The African Centre for Biodiversity (ACB), in a new report titled, “For your own good!” The chicanery behind GM non-commercial ‘orphan crops’ and rice for Africa shows that the GM industry is expanding its grasp to African traditional crops such as cassava, sorghum, sweet potato, pigeon pea, cowpea, banana as well as rice under the guise of philanthropy.
The report reveals that a great deal of research and development is currently underway into the genetic modification (GM) of these crops, with most of the on-going trials being focused on drought and salt tolerance, nitrogen use efficiency, resistance to tropical pests and diseases and nutritional enhancement (biofortification). The key countries that have been targeted include, Burkina Faso, Egypt, Ghana, Nigeria, Kenya, Uganda and Malawi.
The genesis of GM research in these crops can be found in royalty-free donations of various patented GM traits, by several multi-national companies (MNCs) including Monsanto, Dupont and Pioneer Hi-bred, to experimental programmes undertaken by African scientists employed by government ministries.
According to Mariam Mayet, Director of the ACB, “This indicates that the GM industry, under the veil of technology donations and public financing, is effectively managing to make further inroads into imposing GM on the African continent. By focusing the research on traits meant to ‘benefit’ farmers and malnourished populations, through inter alia, biofortification, the industry is intent on giving a humanitarian face to the real involvement, vested interests and expanding influence of these MNCs in African agriculture”.
The main players involved include the African Agriculture Technology Foundation (AATF)—which is on the receiving end of many of the technological property rights donations—the Agricultural Biotechnology Support Program (ABSP) and the Program for Biosafety Systems (PBS). The Bill & Melinda Gates Foundation (BMGF) and USAID fund the latter organisations.
USA-based research institutions such as the Donald Danforth Plant Science Center (DDPSC) (for cassava)1 and universities (notably the Michigan State University and the Kansas State University) play a major role in this ‘philanthropic’ research.
The report further points to a dearth of literature that critically addresses biosafety and the socio economic aspects relevant especially to the biofortification of indigenous crops through GM, which it says is both striking and worrying. The present focus on biofortification through GM is especially remarkable given the need to move from an over-emphasis on food fortification strategies, including biofortification, toward a permanent solution, i.e. diet diversification through locally available foods, which was recognised as early as 1992 by the UN International Conference on Nutrition.
Crucially, according to the ACB report, as is the case with the highly controversial Golden Rice research and development project (which has devoured an unconscionable quantity of available resources) these GM projects are diverting both financial and human resources, policies and practices, away from implementing the real solutions which can be found within the diversity of natural foods and farming.

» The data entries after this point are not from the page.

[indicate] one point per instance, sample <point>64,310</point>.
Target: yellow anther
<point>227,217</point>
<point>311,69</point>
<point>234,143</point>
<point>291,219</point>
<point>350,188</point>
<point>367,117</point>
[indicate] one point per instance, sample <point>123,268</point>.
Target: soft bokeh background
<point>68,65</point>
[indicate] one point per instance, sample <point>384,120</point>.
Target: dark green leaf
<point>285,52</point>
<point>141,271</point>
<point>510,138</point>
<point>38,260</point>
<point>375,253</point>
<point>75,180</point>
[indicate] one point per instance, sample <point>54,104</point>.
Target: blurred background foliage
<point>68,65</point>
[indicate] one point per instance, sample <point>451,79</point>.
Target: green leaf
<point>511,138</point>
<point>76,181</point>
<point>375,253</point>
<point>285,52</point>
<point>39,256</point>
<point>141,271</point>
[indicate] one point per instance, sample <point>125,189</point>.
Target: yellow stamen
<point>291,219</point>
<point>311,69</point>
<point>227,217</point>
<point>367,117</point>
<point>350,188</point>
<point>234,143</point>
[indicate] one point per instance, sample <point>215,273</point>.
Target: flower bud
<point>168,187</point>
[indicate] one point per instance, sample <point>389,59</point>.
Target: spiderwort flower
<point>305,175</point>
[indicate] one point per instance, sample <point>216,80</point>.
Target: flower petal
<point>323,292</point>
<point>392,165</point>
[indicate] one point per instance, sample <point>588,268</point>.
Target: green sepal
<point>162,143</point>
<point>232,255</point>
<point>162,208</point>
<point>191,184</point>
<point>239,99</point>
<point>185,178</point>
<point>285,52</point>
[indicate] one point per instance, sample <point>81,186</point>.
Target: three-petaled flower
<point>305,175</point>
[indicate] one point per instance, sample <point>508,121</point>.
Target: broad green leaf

The report recalls also, spectacular failure of the Monsanto’s GM sweet potato research in Kenya in 2003.
Zakiyya Ismail, Consumer Campaigner with the ACB points out that “the real solutions to address vitamin and mineral deficiencies can be found in ecological farming systems, and traditional kitchen and home gardens, which can better contribute to healthy and diverse diets and empower people to access and produce their own healthy and varied food.“
Smallholder farmers in Africa must be given the right to choose their means of production and survival. GM based technology is costly. Even if gene sequences and constructs are donated, the accompanying requisite GM inputs will be expensive for farmers. GM crops are highly likely to increase the costs of production for farmers and lead them into indebtedness and dependency. It is also highly likely that GM varieties will be subject to plant breeders’ rights, and that GM certified seed will be sold to farmers by local seed companies who will expect a profit or royalty payments from farmers. This scenario becomes even more shocking when applied to traditional crops, which are the common heritage of African farmers and often the last defense against hunger in poor communities.
According to Mayet, “There is no such thing as a free lunch for African farmers. And to add insult to injury, these farmers will be precluded from saving any farm-saved propagating material. In this way, they will be expected to give away their age old farmers’ rights to freely reuse, exchange and sell seed and propagating materials in their farming and seed systems.”